In most marriages, the bedroom is the magnifying glass of the relationship in general. it's impossible to say which has come first, the lack of affection, emotional distancing, mechanical and repetitive sexual encounters...

All relationships get stale. It takes one person to recognize this but it takes two partners to work at making thing new, outside the bedroom to inside the bedroom. As a man, you noticed the stale sex first.

Go to Marriage Builders ® - Successful Marriage Advice and print out two Emotional Needs questionnaire, one for you and one for her. This is a good way to open discussions about emotional distance, lack of affection... I think you might find that your recreational time together has also become repetitive.
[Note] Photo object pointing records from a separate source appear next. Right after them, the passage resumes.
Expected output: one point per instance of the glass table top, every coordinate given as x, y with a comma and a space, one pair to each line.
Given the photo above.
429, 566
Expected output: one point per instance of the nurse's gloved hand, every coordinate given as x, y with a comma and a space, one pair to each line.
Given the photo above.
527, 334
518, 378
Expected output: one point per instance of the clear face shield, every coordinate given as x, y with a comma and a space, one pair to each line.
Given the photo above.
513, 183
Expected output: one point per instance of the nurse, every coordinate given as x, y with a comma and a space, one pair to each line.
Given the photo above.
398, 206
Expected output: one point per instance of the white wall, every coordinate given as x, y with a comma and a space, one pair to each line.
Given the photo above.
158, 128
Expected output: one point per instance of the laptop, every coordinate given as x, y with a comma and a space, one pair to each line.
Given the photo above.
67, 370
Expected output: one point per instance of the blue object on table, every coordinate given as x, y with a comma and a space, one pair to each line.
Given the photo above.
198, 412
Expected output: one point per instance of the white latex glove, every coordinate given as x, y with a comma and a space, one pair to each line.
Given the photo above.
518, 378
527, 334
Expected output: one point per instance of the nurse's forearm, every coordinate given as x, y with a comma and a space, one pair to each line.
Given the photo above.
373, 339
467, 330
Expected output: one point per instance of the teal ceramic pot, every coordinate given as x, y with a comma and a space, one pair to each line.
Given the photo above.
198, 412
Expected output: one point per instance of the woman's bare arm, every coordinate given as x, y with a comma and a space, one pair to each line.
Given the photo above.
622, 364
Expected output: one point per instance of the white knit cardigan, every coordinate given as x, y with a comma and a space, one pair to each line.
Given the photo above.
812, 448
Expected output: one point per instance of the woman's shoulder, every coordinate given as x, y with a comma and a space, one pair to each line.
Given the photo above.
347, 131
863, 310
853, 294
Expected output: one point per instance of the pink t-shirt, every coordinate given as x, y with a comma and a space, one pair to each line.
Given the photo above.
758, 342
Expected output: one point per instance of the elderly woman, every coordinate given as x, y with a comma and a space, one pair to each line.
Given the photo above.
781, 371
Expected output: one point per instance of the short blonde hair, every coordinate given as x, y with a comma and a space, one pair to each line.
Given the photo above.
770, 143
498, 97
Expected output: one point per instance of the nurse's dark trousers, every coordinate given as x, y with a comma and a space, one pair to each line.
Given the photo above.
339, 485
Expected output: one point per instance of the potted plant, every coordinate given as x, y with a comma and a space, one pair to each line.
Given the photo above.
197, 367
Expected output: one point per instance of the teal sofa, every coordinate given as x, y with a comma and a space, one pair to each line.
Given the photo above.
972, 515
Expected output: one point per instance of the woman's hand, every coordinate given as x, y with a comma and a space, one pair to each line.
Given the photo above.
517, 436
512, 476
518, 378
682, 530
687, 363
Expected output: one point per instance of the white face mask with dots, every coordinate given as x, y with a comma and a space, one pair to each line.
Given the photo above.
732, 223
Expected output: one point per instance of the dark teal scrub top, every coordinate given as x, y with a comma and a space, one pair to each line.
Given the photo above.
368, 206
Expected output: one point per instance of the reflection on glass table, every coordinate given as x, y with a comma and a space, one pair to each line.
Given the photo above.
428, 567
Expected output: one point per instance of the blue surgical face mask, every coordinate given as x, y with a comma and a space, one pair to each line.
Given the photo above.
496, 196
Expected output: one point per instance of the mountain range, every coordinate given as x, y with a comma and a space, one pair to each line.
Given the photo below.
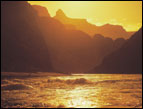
107, 30
127, 59
32, 40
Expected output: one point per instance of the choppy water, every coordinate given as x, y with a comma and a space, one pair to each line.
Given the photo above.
77, 91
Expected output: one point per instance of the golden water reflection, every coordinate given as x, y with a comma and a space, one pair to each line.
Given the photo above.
77, 91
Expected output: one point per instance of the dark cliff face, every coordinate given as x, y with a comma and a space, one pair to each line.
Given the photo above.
22, 45
128, 59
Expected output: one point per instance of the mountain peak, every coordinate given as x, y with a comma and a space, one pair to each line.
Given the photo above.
60, 13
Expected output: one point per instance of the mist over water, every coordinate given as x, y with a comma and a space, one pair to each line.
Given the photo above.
77, 91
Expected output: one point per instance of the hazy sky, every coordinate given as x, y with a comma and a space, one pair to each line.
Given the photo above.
125, 13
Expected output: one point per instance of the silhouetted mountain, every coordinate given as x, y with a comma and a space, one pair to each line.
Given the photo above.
127, 59
22, 45
71, 50
108, 30
104, 46
42, 11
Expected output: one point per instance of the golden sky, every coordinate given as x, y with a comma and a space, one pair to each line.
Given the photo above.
125, 13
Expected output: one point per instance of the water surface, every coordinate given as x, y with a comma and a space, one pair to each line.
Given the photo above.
74, 91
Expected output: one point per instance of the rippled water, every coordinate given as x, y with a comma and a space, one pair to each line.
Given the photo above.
77, 91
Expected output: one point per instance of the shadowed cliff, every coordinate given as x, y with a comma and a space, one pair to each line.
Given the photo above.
22, 45
127, 59
107, 30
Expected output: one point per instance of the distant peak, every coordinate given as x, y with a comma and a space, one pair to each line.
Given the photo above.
60, 12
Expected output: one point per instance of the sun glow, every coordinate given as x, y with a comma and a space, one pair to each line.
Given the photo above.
125, 13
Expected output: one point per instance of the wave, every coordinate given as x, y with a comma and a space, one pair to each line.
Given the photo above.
16, 87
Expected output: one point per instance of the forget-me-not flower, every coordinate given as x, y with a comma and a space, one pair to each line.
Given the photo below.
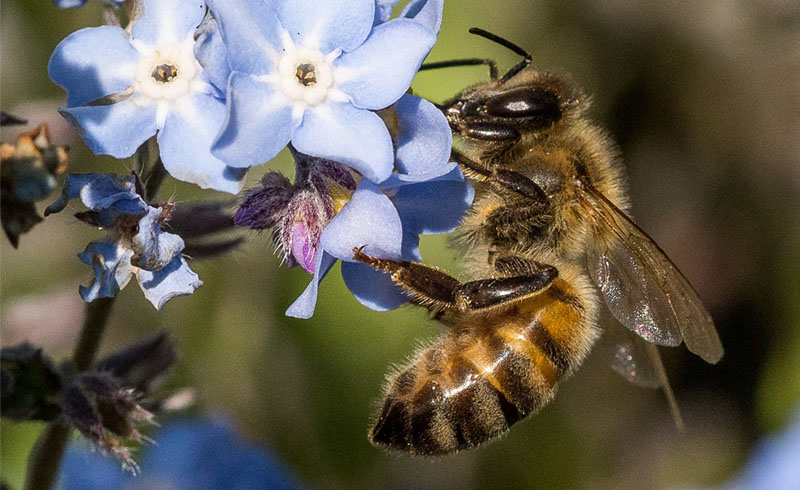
328, 213
124, 86
135, 244
188, 455
312, 72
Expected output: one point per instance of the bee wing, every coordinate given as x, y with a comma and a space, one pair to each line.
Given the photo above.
642, 288
627, 353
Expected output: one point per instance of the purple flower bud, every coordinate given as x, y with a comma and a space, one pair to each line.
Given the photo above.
262, 206
304, 250
301, 228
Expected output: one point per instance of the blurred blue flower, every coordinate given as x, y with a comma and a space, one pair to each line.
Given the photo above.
188, 455
71, 4
124, 86
135, 244
311, 72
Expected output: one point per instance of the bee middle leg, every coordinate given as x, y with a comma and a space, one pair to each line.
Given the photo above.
506, 181
439, 292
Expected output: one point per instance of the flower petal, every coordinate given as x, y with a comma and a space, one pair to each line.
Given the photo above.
185, 145
303, 307
251, 31
108, 194
174, 279
210, 51
118, 129
354, 137
445, 172
162, 22
111, 264
327, 24
375, 289
383, 10
424, 141
259, 123
368, 219
426, 12
434, 207
92, 63
378, 73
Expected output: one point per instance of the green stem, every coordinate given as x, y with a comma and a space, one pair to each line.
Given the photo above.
45, 458
154, 180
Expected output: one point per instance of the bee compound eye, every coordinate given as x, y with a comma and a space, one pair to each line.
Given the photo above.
524, 103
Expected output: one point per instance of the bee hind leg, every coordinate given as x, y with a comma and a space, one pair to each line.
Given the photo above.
439, 292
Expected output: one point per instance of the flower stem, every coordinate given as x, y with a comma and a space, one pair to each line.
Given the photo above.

Work on doing new things together. Take sex out of the bedroom as often as possible. Then gently tell her you would love for her to show her love and passion for you by initiating sexual encounters as regularly as you do. It's possible she doesn't know you want her to do this.Its also possible she isn't as sexually driven as you are, but can be enlightened to how important her enthusiasm is to your loving connection to her.


----------



## FemBot (May 1, 2013)

Please read the book "for men only". It will explain her behavior. At the same time recommend to her that she read "for women only" in which a mans mind is explained, especially how important sex is. It's a book based on surveys of thousands of men and women and well worth the read. It was very eye opening to me


----------



## I Notice The Details (Sep 15, 2012)

Anon Pink said:


> In most marriages, the bedroom is the magnifying glass of the relationship in general. it's impossible to say which has come first, the lack of affection, emotional distancing, mechanical and repetitive sexual encounters...
> 
> All relationships get stale. It takes one person to recognize this but it takes two partners to work at making thing new, outside the bedroom to inside the bedroom. As a man, you noticed the stale sex first.
> 
> ...



:iagree: Very well said Pink, and great advice!


----------



## aaroncj (Nov 10, 2011)

Stoomey: Not a woman, but a husband who has experienced the very same situation with his wife. In our case she was involved in a long-distance emotional affair with a former boyfriend. She was distant sexually, even cold toward me at times, but would frequently ask me things, like "do you love me?" would act jealous of other women and even make mocking comments about me "having an affair." I now know that all that time she was merely reflecting what was going on in her mind. 

There could be many other explanations, as indicated by previous posts, so I don't want to suggest that you and your wife are going through the same situation as my wife and I. Yet, your description of your wife's behaviors certainly struck a chord with me. Did the situation change suddenly, or has it been slowly evolving over time? How long have you been together/married? Age/time of life could also be a factor. Even so, if there's any chance that someone else could be in the picture, you'd be wise to investigate--and I'd suggest going to the Coping with Infidelity forum for help in doing that.

Sorry you're dealing with this. I know it sucks.


----------



## SunnyT (Jun 22, 2011)

The best sex begins WAY before you get to the bedroom. 

It's about being NICE, Friendly, flirty, considerate, verbal, physical, and more....


----------



## ubercoolpanda (Sep 11, 2012)

She has a low sex drive and feels sex isn't important in a marriage.
_Posted via Mobile Device_


----------